Spatial Harvesters

Overview and Configuration

The spatial extension provides some harvesters for importing ISO19139-based metadata into CKAN, as well as providing a base class for writing new ones. The harvesters use the interface provided by ckanext-harvest, so you will need to install and set it up first.

Once ckanext-harvest is installed, you can add the following plugins to your ini file to enable the different harvesters (If you are upgrading from a previous version to CKAN 2.0 see legacy_harvesters):

  • csw_harvester - CSW server
  • waf_harvester - WAF (Web Accessible Folder): An online accessible index page with links to metadata documents
  • doc_harvester - A single online accessible metadata document.

Have a look at the ckanext-harvest documentation if you want to have an overview of how the CKAN harvesters work, but basically there are three separate stages:

  • gather_stage - Aggregates all the remote identifiers for a particular source (eg identifiers for a CSW server, files for a WAF).
  • fetch_stage - Fetches all the remote documents and stores them on the database.
  • import_stage - Performs all the processing for transforming the remote content into a CKAN dataset: validates the document, parses it, converts it to a CKAN dataset dict and saves it in the database.

The extension provides different XSD and schematron based validators, and you can also write your own (see Writing custom validators). You can specify which validators to use for the remote documents with the following configuration option:

ckan.spatial.validator.profiles = iso19193eden

By default, the import stage will stop if the validation of the harvested document fails. This can be modified setting the ckanext.spatial.harvest.continue_on_validation_errors to True. The setting can also be applied at the source level setting to True the continue_on_validation_errors key on the source configuration object.

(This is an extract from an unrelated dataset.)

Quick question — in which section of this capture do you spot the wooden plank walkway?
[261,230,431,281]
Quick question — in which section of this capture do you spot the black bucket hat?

By default the harvesting actions (eg creating or updating datasets) will be performed by the internal site admin user. This is the recommended setting, but if necessary, it can be overridden with the ckanext.spatial.harvest.user_name config option, eg to support the old hardcoded ‘harvest’ user:

ckanext.spatial.harvest.user_name = harvest

When a document has not been updated remotely, the previous harvest object is replaced by the current one rather than keeping it, to avoid cluttering the harvest_object table. This means that the harvest_object_id reference on the linked dataset needs to be updated, by reindexing it. This will happen by default, but if you want to turn it off (eg if you are doing separate reindexing) it can be turn off with the following option:

ckanext.spatial.harvest.reindex_unchanged = False

You can configure the single harvesters using a JSON object in the configuration form field. The currently supported configuration options are:

  • default_tags: A list of tags that will be added to all harvested datasets. Tags don’t need to previously exist. This field takes a list of strings.
  • default_extras: A dictionary of key value pairs that will be added to extras of the harvested datasets.
  • override_extras: Assign default extras even if they already exist in the remote dataset. Default is False (only non existing extras are added).
  • clean_tags: By default, tags are not stripped of accent characters, spaces and capital letters for display. If this option is set to True, accent characters will be replaced by their ascii equivalents, capital letters replaced by lower-case ones, and spaces replaced with dashes. Setting this option to False gives the same effect as leaving it unset.
  • validator_profiles: A list of string that specifies a list of validators that will be applied to the current harvester, overriding the global ones defined by the ‘ckan.spatial.validator.profiles’ option.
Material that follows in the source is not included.